POLITICS

Reidel justifies debt clearance amid nuclear plant graft claims

Head of Nucleoeléctrica Argentina responds to accusations over payment of debt contracted with Banco Macro, indicating that it was cleared with his own funds in a "transparent operation."

Javier Milei and Demian Reidel. Foto: cedoc/perfil

Nucleoeléctrica Argentina chief Demian Reidel has had better days, but is attempting to put to bed rumours of corruption,

Earlier this year, a series of alleged acts of corruption during his stewardship of the state firm overseeing the nation’s nuclear plants were denounced. The scandal resulted in two managers of his confidence being sidelined. 

Nevertheless, the accusations against Reidel did not stop there. Now it has become known that in just 18 days, the official has managed to pay off personal debts of 825 million pesos – a sum equivalent to over 80 net salaries of his current post. 

The figure triggered all kinds of suspicions and he has decided to respond in public: "I don’t usually reply to operations but that’s it. Here are the papers," he wrote in a lengthy post on his X social network account.

"In 2018 I bought with my own funds a share in a real-estate development in Argentina. I went selling it off in stages without haste: in March 2023 and December 2024. In 2025 I sold another chunk and while that sale was advancing, I took out a bridging loan against that asset in order to have liquidity – that is 'the debt,'" wrote Reidel.

"Last December 15 I sold off that chunk for US$770,000. Both purchase and sale were with my own funds. I collected and cancelled the debt. It’s a transparent operation, totally documented, with signatures certified by a public notary and contained in my sworn statement. There you have the deeds of the sale," detailed the official.

The El Disenso web portal was the first to verify Reidel’s debts via Central Bank reports, ratifying that the physicist and friend of President Javier Milei was described until mid-January as a person with a "high risk of insolvency" within the financial system. 

In total, he had a debt of 825 million pesos with Banco Macro but managed to pay it off all at once.

 

Reidel’s future

The unpaid debt emerged in the middle of a scandal permeating Reidel’s management of the state firm. 

In the last few months Nucleoeléctrica Argentina’s Integrity Committee has received internal denunciations of possible acts of corruption, as well as a judicial presentation opening up in the Campana federal courtroom.
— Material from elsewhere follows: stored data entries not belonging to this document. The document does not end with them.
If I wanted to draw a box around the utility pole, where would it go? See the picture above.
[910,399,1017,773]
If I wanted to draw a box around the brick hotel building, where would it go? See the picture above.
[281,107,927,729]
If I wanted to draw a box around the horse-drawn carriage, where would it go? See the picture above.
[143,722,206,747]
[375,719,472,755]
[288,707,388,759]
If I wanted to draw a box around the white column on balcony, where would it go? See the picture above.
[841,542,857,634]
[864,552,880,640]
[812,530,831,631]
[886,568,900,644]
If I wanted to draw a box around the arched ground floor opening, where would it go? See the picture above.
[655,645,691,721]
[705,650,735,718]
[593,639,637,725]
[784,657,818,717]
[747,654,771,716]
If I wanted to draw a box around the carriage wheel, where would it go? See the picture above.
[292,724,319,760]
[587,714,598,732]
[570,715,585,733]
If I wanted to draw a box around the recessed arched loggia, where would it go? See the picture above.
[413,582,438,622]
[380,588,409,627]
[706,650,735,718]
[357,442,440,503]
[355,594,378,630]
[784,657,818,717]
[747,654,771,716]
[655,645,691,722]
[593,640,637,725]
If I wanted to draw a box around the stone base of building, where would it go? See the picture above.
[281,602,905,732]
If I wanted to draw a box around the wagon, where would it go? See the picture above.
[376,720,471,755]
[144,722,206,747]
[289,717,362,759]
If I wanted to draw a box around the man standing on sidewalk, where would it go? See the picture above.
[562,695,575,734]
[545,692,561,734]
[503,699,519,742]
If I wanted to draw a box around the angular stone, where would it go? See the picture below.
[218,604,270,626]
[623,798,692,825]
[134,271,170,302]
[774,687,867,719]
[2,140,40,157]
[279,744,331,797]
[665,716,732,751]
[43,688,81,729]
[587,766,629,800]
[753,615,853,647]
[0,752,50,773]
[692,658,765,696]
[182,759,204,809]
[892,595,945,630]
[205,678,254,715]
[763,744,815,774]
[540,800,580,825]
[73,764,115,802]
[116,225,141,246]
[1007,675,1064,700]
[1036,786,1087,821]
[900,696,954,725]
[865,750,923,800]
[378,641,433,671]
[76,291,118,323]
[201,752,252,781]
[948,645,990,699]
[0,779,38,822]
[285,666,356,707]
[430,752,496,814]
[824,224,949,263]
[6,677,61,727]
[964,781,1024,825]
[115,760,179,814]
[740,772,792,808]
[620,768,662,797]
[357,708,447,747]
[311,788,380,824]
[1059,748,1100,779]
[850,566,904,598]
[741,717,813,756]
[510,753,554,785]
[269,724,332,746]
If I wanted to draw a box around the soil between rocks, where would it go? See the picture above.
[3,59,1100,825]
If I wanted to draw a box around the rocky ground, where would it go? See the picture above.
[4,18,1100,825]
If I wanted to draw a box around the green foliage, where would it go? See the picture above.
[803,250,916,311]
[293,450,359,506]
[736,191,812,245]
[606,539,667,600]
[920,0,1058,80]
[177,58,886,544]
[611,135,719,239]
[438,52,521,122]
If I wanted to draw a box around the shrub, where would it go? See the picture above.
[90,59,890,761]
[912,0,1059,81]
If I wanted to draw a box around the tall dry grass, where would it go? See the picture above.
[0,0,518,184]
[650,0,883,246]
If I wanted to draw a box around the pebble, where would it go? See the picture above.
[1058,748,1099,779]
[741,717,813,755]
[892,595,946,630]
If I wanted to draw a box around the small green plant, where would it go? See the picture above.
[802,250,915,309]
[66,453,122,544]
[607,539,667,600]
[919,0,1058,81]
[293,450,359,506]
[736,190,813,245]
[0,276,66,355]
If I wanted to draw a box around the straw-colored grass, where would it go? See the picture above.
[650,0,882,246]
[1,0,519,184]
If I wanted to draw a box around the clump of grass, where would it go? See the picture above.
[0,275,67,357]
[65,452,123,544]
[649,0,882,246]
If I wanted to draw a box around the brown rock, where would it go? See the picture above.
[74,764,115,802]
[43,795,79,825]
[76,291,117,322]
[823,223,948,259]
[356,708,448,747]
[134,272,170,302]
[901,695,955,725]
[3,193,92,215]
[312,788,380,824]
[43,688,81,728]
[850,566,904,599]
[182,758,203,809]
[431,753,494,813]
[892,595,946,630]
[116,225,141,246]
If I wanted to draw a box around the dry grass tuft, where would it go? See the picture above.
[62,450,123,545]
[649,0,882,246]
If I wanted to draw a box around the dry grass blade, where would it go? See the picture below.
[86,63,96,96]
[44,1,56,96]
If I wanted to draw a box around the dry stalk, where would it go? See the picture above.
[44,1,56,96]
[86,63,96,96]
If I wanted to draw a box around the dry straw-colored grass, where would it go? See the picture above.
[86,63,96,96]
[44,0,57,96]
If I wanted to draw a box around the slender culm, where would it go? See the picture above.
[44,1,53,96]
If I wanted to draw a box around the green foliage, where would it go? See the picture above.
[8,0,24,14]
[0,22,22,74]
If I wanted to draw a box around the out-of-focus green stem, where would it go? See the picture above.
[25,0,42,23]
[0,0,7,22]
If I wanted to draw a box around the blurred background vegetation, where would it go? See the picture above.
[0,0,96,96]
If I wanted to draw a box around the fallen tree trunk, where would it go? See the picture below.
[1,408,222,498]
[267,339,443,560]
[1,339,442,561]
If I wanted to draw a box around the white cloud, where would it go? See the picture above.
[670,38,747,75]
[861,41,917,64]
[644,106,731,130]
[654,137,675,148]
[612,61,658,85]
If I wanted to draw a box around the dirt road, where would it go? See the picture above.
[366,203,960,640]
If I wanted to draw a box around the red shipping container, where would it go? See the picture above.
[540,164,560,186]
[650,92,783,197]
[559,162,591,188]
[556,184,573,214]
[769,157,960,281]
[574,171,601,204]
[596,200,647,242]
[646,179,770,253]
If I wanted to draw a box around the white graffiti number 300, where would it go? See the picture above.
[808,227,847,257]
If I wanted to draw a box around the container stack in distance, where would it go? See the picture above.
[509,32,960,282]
All these cases described tenders being steered and overpriced.

Rumours have started to circulate in the last few days as to Reidel’s future within the government. Some claim Presidential Chief-of-Staff Karina Milei trying to convince her brother to fire the official. Reidel is reportedly in the cross-hairs not only for accusations of corruption but also questions of management.

Reidel was in the limelight last October when announced plans to construct a huge data centre dedicated to artificial intelligence in Patagonia in conjunction with the Argentine company Sur Energy, with an estimated investment of some US$25 billion. 

The NA-SA chief was presented as the key official in the project of which nothing more has since been heard.

According to La Política Online website, OpenAI sources have assured the project to be "ridiculous" and that the video taped by their CEO Sam Altman was just "propaganda for Javier Milei."

Although Reidel’s exit is favoured by Karina Milei, firing him would be a complex task. The official is a friend of Milei and has even, as explained by the President, spent long hours with him deep into the night rewriting world economic theory.

 

Suspicions surround Atucha I and II tenders

In a recent report, Perfil detailed cases of alleged corruption early this year after it gained access to an internal denunciation presented to NASA’s Integrity Committee. 

In a writ, Juan Pablo Nolasco Sáenz – the manager of the Atucha I-II nuclear plants – accused company authorities of favouring a firm in a tender for cleaning services with other similar presentations in the pipeline, it later emerged.

Last month, Perfil revealed that these accusations had reached court with the Campana federal courtroom processing a lawsuit describing similar situations at nuclear power plants.

Until now Reidel has only spoken in public about his debt and not about these accusations, which have resulted in the ouster of NA-SA general manager Marcelo Famá and Administrative Coordination manager Hernán Pantuso, both considered to be supreme confidants of Reidel.